Rainbows and Butterflies

Most days, being here in France (still) doesn’t feel like real life. I find myself in awe of the fact that I am actually here, living and working and falling in love with this place more and more every day.

Other days, however, are not as picturesque as I paint them out to be on this blog.

Before I arrived in France, I was so confident that I wouldn’t really struggle with feeling homesick over here (or even just feeling sad or frustrated for that matter). Given that I spent four years in Texas, 900 miles apart from my immediate family, I thought I’d be relatively immune to those feelings, that I’d spend the entirety of the seven months I was over here riding on Cloud 9, forever dreading the day I had to get on a plane and go back home.

Boy, was I mistaken.

Some days are remarkably wonderful. Other days are just straight up hard.

Being here is grabbing my phone when I think about calling my family members or friends, but then doing the time difference math and realizing it’s impossible to do so without waking someone up.

It’s spending a lot of time feeling unbelievably discouraged because I can’t understand French as well as I’d like to, and on the rare occasions that I do accurately follow a conversation, it’s never finding the right words to express myself as thoroughly as I’d like.

It’s getting annoyed at myself with how often I have to ask someone to repeat themselves that I eventually just give up and hope for the best.

It’s spending a lot of time building up my self-confidence only to have it waver and fall at the next social interaction.

It’s feeling home tugging on my heartstrings so strongly that it’s impossible to ignore.

It’s being in a weird mental place of loving France so much I never want to leave while simultaneously wishing I could hop on a plane back to Texas or Illinois and never look back.

It’s being struck in the dichotomy of loving something so much that is so beyond challenging that it makes it impossible to decide how to feel about it all.

I know I’m lucky to be where I am today. In fact, I’m well aware that things could be so much harder than they are. I’m lucky to have a roommate and fellow assistant who I get along with so well, colleagues who are so incredibly kind, and students who I adore.

At my core, I know that this opportunity to teach in France is indispensable, or even ineluctable, for my personal growth and life story. I also know that one day, I’ll find myself desperately homesick for Clamecy and as my dear friend from home put it, “you get to come back to us a whole lot easier than going back to France will be”.

Do I expect that, after bearing my soul on this blog post, life will be hunky-dory and I’ll never have a hard day over here ever again? Absolutely not.

However, I am hopeful for a future here in France filled with many more bright days than dark ones.

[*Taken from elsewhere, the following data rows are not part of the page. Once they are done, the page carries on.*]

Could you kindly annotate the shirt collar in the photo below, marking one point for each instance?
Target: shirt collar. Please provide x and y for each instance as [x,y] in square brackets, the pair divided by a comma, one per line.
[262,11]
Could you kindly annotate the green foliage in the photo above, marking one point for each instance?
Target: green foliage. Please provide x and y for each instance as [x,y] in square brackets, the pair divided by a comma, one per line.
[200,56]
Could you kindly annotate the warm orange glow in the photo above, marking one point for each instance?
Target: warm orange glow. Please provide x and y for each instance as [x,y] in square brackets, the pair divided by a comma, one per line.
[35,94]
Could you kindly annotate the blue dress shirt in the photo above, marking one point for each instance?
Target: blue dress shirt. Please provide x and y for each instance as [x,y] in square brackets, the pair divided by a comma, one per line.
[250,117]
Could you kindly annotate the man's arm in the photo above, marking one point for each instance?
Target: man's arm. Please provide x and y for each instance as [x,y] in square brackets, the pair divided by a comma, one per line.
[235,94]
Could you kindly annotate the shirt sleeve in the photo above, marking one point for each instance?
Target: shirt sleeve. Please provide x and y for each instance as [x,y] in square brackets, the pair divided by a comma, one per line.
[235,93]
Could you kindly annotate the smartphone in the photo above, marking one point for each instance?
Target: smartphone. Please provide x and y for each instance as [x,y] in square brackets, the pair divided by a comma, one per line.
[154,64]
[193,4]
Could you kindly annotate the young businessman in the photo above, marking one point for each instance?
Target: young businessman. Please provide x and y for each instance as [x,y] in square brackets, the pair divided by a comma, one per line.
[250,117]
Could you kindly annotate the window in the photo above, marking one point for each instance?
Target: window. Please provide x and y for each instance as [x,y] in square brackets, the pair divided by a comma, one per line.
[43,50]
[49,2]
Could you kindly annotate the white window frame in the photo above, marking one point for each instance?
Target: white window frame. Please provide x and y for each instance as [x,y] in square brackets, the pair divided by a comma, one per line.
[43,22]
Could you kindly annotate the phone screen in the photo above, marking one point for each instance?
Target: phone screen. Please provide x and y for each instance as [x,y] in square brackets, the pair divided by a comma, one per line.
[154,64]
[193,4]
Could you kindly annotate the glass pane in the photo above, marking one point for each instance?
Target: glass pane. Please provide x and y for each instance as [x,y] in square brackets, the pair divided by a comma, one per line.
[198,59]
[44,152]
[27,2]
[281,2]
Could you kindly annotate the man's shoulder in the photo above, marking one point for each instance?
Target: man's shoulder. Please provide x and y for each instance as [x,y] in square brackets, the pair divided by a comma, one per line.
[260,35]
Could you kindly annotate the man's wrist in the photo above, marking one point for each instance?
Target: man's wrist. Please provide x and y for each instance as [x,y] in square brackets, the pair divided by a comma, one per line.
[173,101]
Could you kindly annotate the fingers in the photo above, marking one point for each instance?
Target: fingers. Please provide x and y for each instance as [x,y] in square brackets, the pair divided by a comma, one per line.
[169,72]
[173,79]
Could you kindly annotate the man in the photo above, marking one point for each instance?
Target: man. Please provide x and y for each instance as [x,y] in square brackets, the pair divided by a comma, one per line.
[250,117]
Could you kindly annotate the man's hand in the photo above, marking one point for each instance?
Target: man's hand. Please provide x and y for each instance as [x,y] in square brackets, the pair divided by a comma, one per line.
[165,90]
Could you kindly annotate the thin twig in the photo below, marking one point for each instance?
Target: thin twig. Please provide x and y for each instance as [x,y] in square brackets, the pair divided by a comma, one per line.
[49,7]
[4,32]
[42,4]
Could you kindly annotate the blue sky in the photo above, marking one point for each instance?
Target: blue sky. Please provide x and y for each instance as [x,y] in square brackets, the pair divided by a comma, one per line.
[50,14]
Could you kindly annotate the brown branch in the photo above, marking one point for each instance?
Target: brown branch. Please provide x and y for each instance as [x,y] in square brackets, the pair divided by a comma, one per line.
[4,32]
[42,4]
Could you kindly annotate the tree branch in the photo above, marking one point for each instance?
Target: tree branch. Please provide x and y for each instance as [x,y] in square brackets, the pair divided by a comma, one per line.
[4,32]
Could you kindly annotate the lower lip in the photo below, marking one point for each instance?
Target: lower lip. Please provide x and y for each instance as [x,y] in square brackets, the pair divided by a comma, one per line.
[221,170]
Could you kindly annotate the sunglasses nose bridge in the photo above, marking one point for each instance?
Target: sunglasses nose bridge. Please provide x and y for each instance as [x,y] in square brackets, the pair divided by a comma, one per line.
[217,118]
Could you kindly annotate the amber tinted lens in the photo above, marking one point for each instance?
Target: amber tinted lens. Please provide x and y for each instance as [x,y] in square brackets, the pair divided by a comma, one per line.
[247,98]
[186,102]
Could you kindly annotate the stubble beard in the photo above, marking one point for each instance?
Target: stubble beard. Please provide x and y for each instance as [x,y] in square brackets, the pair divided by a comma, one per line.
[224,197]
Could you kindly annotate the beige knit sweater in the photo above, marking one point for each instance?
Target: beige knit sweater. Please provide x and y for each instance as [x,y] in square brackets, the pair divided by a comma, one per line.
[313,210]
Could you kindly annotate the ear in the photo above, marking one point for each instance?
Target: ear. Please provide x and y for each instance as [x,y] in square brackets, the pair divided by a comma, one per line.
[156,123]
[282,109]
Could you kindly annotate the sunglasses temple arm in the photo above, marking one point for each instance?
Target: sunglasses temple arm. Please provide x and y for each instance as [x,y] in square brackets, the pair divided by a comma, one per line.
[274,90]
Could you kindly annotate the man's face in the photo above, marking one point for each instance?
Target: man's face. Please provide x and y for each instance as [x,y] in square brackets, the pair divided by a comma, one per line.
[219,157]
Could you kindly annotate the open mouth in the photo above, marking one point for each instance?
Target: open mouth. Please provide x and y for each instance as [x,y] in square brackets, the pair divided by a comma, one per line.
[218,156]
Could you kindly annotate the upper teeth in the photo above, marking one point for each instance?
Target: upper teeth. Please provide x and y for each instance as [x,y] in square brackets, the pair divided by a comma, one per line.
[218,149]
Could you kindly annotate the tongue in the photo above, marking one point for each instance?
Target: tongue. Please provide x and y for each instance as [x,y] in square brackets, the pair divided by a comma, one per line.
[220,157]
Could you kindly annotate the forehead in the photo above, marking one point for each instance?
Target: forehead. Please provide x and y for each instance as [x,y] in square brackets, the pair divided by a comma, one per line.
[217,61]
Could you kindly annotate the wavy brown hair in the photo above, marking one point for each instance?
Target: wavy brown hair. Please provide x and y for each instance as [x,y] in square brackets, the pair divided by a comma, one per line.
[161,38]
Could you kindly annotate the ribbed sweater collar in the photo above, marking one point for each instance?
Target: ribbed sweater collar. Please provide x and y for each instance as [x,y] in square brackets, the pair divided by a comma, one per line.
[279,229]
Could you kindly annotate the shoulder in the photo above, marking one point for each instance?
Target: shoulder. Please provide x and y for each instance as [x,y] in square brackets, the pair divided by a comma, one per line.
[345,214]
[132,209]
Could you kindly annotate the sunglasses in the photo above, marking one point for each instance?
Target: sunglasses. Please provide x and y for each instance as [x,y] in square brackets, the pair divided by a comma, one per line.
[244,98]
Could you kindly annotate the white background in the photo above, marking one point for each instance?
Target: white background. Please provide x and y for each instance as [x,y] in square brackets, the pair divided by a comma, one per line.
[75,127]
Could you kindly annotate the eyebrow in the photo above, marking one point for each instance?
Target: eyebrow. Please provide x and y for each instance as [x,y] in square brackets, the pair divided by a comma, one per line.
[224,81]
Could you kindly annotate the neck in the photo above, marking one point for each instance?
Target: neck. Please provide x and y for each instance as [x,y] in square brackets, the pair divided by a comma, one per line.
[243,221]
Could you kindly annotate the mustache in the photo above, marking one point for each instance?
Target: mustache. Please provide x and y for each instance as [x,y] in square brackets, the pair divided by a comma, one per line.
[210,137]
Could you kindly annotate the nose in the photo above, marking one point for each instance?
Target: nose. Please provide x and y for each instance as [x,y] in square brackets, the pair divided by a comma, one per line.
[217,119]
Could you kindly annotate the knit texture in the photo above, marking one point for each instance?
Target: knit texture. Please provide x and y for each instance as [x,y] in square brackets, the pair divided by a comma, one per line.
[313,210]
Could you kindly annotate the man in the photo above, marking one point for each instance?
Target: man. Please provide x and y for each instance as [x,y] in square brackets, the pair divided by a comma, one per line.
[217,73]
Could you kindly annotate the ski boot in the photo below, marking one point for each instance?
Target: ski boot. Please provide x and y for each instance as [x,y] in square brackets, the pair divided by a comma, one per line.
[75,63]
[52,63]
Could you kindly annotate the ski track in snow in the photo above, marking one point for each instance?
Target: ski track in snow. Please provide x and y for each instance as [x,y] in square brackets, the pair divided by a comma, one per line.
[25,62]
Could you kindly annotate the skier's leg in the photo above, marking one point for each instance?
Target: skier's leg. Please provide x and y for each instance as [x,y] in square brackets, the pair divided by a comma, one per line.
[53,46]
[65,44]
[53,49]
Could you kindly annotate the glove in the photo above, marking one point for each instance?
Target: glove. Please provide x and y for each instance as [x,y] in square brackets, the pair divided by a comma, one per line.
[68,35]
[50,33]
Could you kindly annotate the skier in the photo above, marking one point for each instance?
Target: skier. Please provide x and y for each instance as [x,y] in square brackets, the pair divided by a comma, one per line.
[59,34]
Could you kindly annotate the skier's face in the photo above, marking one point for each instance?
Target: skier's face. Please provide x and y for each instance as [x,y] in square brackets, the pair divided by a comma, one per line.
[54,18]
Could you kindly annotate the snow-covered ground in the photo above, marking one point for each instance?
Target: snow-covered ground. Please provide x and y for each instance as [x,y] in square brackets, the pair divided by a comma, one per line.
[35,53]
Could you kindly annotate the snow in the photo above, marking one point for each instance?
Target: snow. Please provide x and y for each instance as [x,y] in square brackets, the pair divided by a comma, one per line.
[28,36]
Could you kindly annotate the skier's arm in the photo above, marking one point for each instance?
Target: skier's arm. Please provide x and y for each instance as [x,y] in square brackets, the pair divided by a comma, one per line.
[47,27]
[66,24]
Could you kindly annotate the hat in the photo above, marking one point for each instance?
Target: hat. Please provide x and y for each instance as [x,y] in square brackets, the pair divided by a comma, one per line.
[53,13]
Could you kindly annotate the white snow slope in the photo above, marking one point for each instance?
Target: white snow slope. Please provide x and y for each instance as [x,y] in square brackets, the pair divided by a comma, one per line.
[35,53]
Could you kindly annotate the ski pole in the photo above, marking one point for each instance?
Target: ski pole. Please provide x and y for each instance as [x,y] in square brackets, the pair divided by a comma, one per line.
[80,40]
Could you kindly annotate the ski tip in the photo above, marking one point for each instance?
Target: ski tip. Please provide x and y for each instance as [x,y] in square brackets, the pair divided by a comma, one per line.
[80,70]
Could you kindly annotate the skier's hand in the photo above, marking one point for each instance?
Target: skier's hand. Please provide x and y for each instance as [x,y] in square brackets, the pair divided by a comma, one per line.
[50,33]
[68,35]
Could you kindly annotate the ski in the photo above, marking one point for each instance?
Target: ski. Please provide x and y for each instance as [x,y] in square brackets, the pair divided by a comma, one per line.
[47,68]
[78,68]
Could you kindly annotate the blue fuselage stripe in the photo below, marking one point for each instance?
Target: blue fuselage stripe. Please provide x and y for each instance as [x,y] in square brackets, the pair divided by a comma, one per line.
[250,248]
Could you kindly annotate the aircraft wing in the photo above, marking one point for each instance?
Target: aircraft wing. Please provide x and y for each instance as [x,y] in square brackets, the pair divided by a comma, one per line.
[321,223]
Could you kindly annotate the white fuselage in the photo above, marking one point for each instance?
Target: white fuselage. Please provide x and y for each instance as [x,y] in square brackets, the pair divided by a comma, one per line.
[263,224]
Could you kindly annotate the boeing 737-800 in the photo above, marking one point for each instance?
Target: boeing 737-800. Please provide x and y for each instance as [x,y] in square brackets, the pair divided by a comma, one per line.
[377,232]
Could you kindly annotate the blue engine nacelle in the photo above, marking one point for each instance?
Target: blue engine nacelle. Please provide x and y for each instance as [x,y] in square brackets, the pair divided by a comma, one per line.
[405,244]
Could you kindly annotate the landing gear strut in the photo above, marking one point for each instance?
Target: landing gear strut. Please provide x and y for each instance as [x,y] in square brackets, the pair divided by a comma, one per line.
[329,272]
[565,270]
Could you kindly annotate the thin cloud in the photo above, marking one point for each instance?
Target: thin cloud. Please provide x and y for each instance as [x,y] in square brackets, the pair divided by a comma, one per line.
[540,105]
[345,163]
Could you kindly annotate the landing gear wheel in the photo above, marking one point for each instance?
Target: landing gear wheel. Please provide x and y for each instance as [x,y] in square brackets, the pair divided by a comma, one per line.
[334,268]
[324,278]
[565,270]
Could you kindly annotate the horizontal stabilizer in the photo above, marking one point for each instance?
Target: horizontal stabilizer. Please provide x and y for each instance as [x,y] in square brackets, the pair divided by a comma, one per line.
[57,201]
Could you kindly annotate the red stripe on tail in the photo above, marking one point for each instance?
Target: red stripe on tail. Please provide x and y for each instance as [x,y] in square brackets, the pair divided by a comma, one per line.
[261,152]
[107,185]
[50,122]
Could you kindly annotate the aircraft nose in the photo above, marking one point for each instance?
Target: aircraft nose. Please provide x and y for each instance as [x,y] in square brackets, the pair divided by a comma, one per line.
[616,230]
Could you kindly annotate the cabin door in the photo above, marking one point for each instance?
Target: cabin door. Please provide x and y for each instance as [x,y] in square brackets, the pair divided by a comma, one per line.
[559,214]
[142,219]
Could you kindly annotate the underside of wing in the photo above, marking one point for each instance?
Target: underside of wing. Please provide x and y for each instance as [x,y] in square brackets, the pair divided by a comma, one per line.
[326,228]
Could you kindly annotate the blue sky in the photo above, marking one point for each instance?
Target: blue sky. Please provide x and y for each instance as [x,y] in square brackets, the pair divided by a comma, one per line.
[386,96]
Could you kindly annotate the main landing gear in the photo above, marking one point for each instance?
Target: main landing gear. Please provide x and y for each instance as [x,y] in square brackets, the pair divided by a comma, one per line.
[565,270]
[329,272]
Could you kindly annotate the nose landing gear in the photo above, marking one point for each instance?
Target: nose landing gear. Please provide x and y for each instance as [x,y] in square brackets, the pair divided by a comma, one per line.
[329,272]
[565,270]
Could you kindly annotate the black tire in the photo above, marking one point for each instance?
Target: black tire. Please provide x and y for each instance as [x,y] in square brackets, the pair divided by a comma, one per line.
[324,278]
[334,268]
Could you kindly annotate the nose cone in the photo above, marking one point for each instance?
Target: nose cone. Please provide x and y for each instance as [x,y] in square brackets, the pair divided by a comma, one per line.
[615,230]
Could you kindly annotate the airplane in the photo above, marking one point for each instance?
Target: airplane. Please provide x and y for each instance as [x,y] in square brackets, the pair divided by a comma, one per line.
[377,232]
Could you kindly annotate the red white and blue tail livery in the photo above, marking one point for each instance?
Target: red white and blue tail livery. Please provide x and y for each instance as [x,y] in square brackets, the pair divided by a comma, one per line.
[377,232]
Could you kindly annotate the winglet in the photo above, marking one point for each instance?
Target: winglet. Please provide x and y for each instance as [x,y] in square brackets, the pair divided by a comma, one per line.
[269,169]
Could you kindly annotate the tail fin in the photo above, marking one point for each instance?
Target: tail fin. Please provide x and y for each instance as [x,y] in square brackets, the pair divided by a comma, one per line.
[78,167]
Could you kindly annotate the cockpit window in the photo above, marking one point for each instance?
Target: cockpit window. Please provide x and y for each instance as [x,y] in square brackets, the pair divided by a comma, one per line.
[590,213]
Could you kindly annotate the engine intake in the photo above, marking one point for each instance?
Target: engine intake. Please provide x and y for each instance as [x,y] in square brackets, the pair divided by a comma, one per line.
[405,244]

Here’s to making the most of every moment and remembering that through every challenge comes inconceivable amounts of growth.

Until next time,

Michaela

7 thoughts on “Rainbows and Butterflies

  1. Aunt Sandy says:

    Hugs to you, Michaela!!!! I enjoy reading all of your posts and love seeing all your pictures on this journey. Hang in there as the holidays may be a little tough at times but the next several months will fly by. Enjoy every minute you can!! Dont forget…..on December 16th, we will all be at Aunt Laura’s so lets try to face time or skipe. Love you girl!

    Liked by 1 person

  2. Bishop says:

    Our sweet Michaela! Cultural “disconnect” is so difficult!!! When the Monks moved from Puerto Rico to Bartonville, they felt loved and incorporated – but since the Illinois locals spoke a Mexican style of Spanish and came from a very different cultural milieu than the Spanish speaking people from Mexico – they became lonely – surrounded by people but lonely – missing the intimacy of an unencumbered conversation instead of having a head breaking experience of translation at a rapid pace. Multi sensorial overload is difficult, and it will be God’s grace, your sweetness, your smile and your sensitivity for people that will make the language less important. One day you will simply discover how much of the local chatter you have unknowingly incorporated. We love you!

    Liked by 1 person

    • Michaela says:

      Thanks, Michaela! That’s so true–one day, all these language struggles will (hopefully) be diminished and I’ll look back on this with a new perspective.

      (Also, I rarely, if ever, meet someone whose name is spelled the same way as mine, so this is so exciting!)